Les Français continuent de mettre un maximum d’argent de côté et ce n’est pas le climat actuel qui va les pousser à changer leur fusil d’épaule. Bien entendu, pas tous, pas au même rythme, car il existe de profondes inégalités. Les foyers les plus modestes ont très vite été contraints de puiser dans leurs économies amassées pendant les confinements pour faire face à la flambée de leurs dépenses courantes avec le retour de l’inflation. Cela n'a pas été le cas des autres, particulièrement des plus aisés, grâce notamment à la forte augmentation du rendement du patrimoine à laquelle s’est ajoutée la suppression définitive de la taxe d’habitation sur les résidences principales pour les plus hauts revenus.

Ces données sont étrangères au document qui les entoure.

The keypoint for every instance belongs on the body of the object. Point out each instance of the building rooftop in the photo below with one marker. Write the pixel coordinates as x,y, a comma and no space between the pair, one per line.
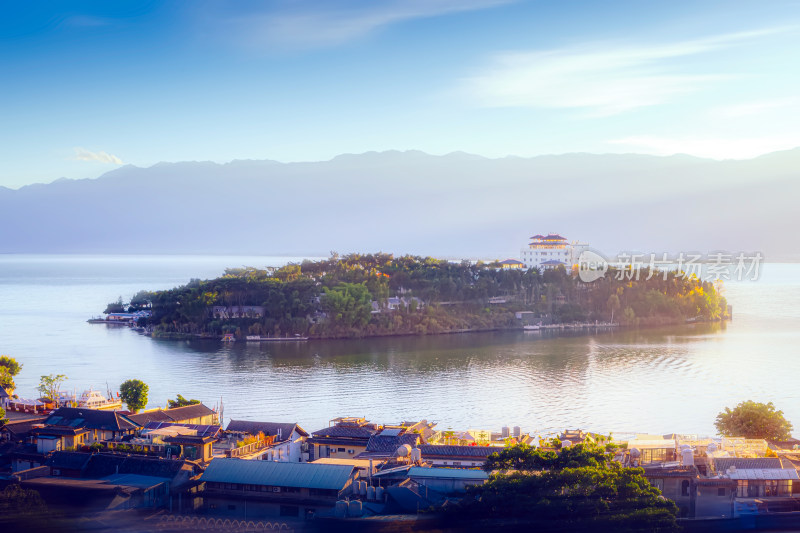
282,429
763,473
447,473
439,450
305,475
721,464
79,417
178,414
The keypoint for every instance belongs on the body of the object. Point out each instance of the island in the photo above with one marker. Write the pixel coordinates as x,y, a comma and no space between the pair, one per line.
368,295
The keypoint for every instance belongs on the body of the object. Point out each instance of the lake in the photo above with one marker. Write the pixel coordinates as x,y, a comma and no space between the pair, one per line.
661,380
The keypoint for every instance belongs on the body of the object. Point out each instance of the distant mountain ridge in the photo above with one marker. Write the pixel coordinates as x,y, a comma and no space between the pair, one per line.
456,205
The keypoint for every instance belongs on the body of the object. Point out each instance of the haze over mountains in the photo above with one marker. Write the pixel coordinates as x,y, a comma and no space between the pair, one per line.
457,205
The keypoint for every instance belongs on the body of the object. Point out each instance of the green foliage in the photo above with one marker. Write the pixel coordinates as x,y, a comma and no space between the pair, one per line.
180,401
115,307
348,304
753,420
134,393
333,298
10,364
6,379
50,385
527,458
16,501
577,489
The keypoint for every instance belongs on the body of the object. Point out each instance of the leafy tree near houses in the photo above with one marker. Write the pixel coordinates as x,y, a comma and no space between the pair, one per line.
11,365
180,401
50,385
134,393
578,488
753,420
6,379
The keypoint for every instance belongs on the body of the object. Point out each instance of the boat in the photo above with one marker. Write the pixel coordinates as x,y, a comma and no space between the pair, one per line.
90,399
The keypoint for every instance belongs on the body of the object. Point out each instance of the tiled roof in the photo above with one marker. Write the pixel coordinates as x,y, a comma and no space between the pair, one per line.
353,432
79,417
721,464
102,465
269,473
203,430
268,428
178,414
438,450
21,428
673,471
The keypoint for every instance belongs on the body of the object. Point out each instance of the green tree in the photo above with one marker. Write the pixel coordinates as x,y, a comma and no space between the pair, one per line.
753,420
612,304
11,364
134,393
49,386
180,401
6,380
577,489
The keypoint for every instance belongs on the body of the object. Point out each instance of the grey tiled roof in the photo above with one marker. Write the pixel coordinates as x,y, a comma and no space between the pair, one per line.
390,443
353,432
79,417
177,414
102,465
721,464
438,450
268,428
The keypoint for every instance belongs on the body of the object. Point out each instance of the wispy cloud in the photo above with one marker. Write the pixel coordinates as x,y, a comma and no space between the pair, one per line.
329,25
758,107
710,147
601,79
82,154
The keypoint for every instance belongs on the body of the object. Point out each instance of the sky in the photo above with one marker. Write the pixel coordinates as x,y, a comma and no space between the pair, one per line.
88,86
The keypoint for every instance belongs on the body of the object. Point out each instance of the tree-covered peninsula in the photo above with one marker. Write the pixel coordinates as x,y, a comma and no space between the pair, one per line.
378,294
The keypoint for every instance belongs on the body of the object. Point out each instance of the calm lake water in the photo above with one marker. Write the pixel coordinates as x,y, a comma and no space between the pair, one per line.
656,380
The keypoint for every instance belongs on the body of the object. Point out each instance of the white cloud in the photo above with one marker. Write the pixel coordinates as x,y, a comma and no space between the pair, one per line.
82,154
713,148
602,79
327,25
757,108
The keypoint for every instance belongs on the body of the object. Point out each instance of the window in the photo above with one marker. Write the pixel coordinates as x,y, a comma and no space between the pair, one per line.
290,510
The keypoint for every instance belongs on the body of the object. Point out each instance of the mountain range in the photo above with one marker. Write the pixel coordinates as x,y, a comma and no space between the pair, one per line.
455,205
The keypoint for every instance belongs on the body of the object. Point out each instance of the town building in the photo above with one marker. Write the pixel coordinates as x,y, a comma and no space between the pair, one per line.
551,251
261,489
288,443
197,414
72,427
346,437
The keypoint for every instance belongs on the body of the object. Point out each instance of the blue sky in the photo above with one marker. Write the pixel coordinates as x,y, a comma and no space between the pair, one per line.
87,86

Un taux d'épargne toujours élevé
Si le taux d’épargne général a reculé par rapport aux sommets atteints durant les périodes des confinements et de restrictions sanitaires, il reste nettement supérieur à son niveau d’avant pandémie. Outre le maintien d’une surépargne, le retour de la hausse des prix, son maintien à un niveau élevé, et ses conséquences sur la politique monétaire ont poussé les épargnants à changer de stratégies dans la gestion de leurs économies. Pour comprendre les mécanismes et transferts qui se sont mis en place, un détour sur les rouages des circuits de l’épargne est nécessaire. L’épargne est un résidu pour le plus grand nombre du moins, c’est la partie non consommée du revenu disponible brut, c’est-à-dire après paiement des impôts et cotisations sociales et le versement des prestations sociales. Augmentée de l’endettement nouveau net des remboursements, elle sert essentiellement à financer l‘achat de logements neufs et à faire des placements financiers sous forme de produits de taux (dépôts à vue, Livret A, etc.) ou de produits de fonds propres (comme les actions ou l’assurance-vie en unité de compte).
Baisse des investissements immobiliers mais hausse de l’épargne financière
Côté logements, la tendance est à la baisse. Entre des taux d’intérêt qui ont décollé de leurs planchers et se situent légèrement en dessous de 4% et des banques plus sélectives, la capacité des particuliers à investir s’est réduite. Cela se voit notamment à travers le tarissement des flux des crédits nouveaux à l’habitat tombés à leur plus bas niveau depuis le 1er confinement de 2020 et des encours qui plafonnent. Le reflux de la part de l’investissement construction dans le revenu des ménages est bien le signe que l’effort a été relâché de ce côté-là.
En face, le taux d’épargne financière s’établit près de 3,5 points au-dessus de sa moyenne de long terme. À plus de 6 000 milliards d’euros, l’encours des placements financiers des Français se situe à un niveau record. En outre, rien ne semble indiquer que l’effort va se relâcher. L’opportunité d’épargner demeure à un niveau élevé au regard des rendements servis. De surcroît, une grande période d’incertitude s’ouvre, propice à générer un surplus d’épargne de précaution.
Les stratégies d'épargne évoluent
Une double bascule s’est ensuite mise en place. D’abord entre produits de taux et produits de fonds propres. Ces derniers, plus risqués, offrent évidemment une espérance de rendement supérieure, ce qui en régime d’inflation élevée est plutôt plébiscité. C’est aussi le signe que ce sont bien les plus hauts revenus qui font l’épargne d’aujourd’hui car la propension à prendre des risques progresse avec le niveau du patrimoine. Signe de cette appétence, la forte progression et le maintien à haut niveau des flux nets de l’assurance-vie en unité de compte. Ce produit structuré constitué d’actions, d’obligations de Sicav et autres dont le capital n’est pas garanti et le rendement lié aux performances des marchés financiers profite de la faiblesse relative de la rémunération des assurances-vie en fonds euros.
La seconde bascule s’effectue à l’intérieur des produits de taux avec un mouvement des dépôts à vue vers les dépôts rémunérés. Si certains Français puisent dans leurs comptes courants, c’est certes aussi pour faire face au gonflement de leurs dépenses quotidiennes, mais les comptes à terme en ont aussi profité, et plus encore, l’épargne réglementée qui atteint des montants records. Ces placements bénéficient de taux proposés encore élevés de 3% pour le livret A et le livret de développement durable solidaire, une rémunération garantie jusqu’au 1er janvier 2025 et de 5% pour le livret d’épargne populaire.
La tendance est bien au maintien d’une épargne exceptionnelle : une épargne pour se protéger de l’inflation qui se dirige vers des produits de taux, une épargne de précaution face à un avenir incertain, bref une épargne qui n’est pas près d’être libérée.